By Samantha Enslin-Payne
9 September 2010
Personal and corporate tax would not be raised to cover the higher-than-expected wage increase for public servants, the National Treasury said yesterday, but some economists have not ruled it out entirely.
Treasury chief director of communications Jabulani Sikhakhane yesterday said the details of what spending would be cut to cover the wage increases was still being worked out and would be announced in the medium-term budget policy statement on October 27.
The recent concessions the government offered public servants to end a 20 day strike will result in the estimated wage bill for 2010/11 of R294.4 billion increasing by R6.5bn
Sikhakhane said increasing personal or corporate tax was not an option being considered.
Azar Jammine, the chief economist at Econometrix, said the government would be reluctant to raise taxes because of the impact on the economy.

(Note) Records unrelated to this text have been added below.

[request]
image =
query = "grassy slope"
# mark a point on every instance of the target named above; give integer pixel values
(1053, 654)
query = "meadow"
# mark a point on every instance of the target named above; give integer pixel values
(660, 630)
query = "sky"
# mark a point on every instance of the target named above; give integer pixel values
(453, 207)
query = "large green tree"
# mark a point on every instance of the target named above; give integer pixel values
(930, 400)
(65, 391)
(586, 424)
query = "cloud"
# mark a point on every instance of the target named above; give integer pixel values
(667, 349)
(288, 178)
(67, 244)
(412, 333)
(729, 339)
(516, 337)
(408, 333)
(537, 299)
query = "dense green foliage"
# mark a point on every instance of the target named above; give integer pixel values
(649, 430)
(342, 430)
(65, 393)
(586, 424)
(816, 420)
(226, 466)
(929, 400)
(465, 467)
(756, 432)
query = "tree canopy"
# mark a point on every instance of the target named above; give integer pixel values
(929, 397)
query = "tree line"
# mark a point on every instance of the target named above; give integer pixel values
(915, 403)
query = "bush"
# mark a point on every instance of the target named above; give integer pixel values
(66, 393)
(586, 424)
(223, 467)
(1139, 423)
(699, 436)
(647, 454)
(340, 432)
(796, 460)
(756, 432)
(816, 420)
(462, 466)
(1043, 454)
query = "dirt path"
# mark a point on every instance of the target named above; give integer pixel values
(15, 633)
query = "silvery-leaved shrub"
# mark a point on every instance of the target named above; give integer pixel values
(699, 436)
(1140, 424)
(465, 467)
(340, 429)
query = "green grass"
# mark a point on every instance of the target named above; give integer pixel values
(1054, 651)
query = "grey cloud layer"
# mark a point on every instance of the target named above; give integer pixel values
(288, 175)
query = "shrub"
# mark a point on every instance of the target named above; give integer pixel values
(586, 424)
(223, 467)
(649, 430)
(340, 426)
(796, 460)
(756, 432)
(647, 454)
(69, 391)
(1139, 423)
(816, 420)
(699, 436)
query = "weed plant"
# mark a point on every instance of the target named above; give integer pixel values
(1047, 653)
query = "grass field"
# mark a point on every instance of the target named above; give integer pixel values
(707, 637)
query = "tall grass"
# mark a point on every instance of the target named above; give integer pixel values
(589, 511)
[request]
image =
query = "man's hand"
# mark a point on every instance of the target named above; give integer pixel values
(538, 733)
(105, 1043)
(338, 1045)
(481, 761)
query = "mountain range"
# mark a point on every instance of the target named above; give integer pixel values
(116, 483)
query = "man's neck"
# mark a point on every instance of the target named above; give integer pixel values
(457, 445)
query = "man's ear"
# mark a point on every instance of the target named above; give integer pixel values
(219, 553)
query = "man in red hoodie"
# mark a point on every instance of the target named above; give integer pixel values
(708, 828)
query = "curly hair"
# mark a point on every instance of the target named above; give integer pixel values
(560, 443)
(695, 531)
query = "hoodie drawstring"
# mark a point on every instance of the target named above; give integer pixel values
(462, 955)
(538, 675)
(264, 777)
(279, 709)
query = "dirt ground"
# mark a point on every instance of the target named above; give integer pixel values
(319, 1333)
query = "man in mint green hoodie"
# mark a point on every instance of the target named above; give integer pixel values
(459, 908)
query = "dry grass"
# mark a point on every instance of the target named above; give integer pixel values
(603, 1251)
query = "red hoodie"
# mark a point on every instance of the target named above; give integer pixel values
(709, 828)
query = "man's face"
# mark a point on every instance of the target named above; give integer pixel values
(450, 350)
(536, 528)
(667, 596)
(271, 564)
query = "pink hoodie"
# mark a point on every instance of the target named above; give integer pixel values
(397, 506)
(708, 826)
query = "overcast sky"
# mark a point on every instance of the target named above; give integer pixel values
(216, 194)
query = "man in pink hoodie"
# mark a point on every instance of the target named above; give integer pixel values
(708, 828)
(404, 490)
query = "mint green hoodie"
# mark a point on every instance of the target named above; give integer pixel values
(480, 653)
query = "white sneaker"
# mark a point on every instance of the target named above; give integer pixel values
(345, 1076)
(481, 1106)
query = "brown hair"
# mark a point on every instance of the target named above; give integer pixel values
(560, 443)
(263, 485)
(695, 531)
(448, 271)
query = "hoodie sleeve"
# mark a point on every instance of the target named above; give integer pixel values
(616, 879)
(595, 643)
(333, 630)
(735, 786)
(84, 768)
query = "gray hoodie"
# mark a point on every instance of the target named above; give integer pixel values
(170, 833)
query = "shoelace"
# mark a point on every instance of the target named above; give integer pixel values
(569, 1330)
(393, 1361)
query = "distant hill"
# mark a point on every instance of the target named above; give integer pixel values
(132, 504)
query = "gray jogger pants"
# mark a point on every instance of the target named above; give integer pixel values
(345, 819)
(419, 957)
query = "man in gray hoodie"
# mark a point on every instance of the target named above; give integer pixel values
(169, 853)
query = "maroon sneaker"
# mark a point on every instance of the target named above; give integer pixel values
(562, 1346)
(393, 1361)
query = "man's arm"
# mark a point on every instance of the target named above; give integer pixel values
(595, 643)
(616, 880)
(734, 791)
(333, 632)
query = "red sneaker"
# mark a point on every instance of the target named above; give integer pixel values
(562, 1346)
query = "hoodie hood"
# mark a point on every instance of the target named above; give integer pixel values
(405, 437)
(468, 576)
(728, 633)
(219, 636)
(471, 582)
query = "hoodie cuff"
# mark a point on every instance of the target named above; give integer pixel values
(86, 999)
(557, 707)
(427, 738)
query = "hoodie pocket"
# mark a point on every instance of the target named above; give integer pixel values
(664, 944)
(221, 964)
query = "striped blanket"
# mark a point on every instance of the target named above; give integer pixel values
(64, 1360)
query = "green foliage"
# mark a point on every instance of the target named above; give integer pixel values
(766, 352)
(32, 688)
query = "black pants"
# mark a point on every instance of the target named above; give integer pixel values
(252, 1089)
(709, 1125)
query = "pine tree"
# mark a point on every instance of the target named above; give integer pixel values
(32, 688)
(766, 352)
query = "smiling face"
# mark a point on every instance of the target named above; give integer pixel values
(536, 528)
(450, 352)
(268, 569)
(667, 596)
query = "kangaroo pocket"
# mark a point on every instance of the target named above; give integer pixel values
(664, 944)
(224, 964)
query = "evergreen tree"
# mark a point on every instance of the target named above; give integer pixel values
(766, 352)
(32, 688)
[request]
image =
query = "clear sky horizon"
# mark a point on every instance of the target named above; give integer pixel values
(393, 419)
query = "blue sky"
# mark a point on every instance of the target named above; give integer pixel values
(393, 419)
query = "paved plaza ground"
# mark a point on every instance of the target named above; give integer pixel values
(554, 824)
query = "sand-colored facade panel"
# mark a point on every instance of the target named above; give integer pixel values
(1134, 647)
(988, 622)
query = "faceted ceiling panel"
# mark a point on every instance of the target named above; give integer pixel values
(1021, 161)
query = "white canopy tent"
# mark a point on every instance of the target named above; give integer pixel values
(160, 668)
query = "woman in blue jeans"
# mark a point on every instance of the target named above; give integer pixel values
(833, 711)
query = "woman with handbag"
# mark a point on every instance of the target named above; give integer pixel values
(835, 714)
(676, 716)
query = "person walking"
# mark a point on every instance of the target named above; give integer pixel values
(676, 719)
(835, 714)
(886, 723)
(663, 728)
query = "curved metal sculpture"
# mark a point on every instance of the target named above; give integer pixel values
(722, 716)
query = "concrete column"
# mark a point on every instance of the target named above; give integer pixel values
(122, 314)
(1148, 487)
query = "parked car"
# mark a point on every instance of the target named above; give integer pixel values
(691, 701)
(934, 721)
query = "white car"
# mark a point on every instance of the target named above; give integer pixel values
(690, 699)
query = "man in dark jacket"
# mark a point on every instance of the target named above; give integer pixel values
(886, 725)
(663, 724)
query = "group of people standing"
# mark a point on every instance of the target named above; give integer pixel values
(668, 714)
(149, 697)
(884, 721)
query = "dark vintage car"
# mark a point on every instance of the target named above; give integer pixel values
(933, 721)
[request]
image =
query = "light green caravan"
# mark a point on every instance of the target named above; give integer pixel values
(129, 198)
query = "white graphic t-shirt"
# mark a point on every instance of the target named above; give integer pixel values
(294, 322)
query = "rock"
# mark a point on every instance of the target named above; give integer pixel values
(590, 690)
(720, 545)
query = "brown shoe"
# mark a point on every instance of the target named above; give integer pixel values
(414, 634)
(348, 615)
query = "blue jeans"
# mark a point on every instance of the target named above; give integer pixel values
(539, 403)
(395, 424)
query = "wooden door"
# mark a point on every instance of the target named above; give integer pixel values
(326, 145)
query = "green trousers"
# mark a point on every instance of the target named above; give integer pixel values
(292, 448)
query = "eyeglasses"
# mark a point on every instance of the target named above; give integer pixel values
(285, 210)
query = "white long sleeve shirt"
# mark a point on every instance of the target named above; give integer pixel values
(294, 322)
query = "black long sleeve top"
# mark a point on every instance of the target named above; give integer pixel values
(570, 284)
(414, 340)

But it was possible that it might increase taxes on the wealthy. A 1 percent increase in the top marginal tax rate could raise R3bn or more, he said.
But he said there was no imperative to raise taxes other than for political reasons to keep peace with Cosatu, which recently called for a tax on the super rich.
Raising taxes or cutting spending were not the only options. Jammine said the contingency reserve could be used.
According to the Budget Review, R6bn, R12bn and R24bn have been allocated over the next three years to fund events that cannot be foreseen, such as natural disasters.
“The government, from a short-term perspective, has plenty of scope to pay for wages because debt levels are low and revenue has overshot expectations,” he said. But he said the government had played it correctly by digging in its heels when it came to wage demands due to the longer-term impact.
But others think that the prospect of higher taxes is likely. Luke Doig, a senior economist at Credit Guarantee Insurance Corporation, said despite expectations that the projected fiscal deficit for 2010/11 might be lower on the back of improved revenues, the proposed public sector salary increases were very likely to lead to higher taxes.
“At the end of the day we will end up with higher personal taxes. I definitely think that the tax tables will be adjusted next year,” Doig said.
Dylan Buttrick, a tax specialist at audit, tax and advisory firm Mazars, noted that the government said it did not have the R6.5bn needed to pay public servants if the wage offer was accepted. “Ultimately the taxpayer could bear the brunt of the burden,” he said.
He said that in the past the Treasury had managed to expand the tax net to include more individuals and companies, as was evident from previous substantial budget surpluses that were also fuelled by strong economic activity.
He said a blanket increase of 2 percent across all taxpayers’ marginal rates would be a simple remedy to make up any shortfalls, but instead Treasury focused on alternative areas of tax, such as fuel levies, sin taxes and the new carbon emission vehicle tax, among others.
Buttrick said these types of alternative tax were not new, but taxpayers were increasingly subjected to the burden of funding a government that continuously failed to effectively match funding to service delivery and improved infrastructure.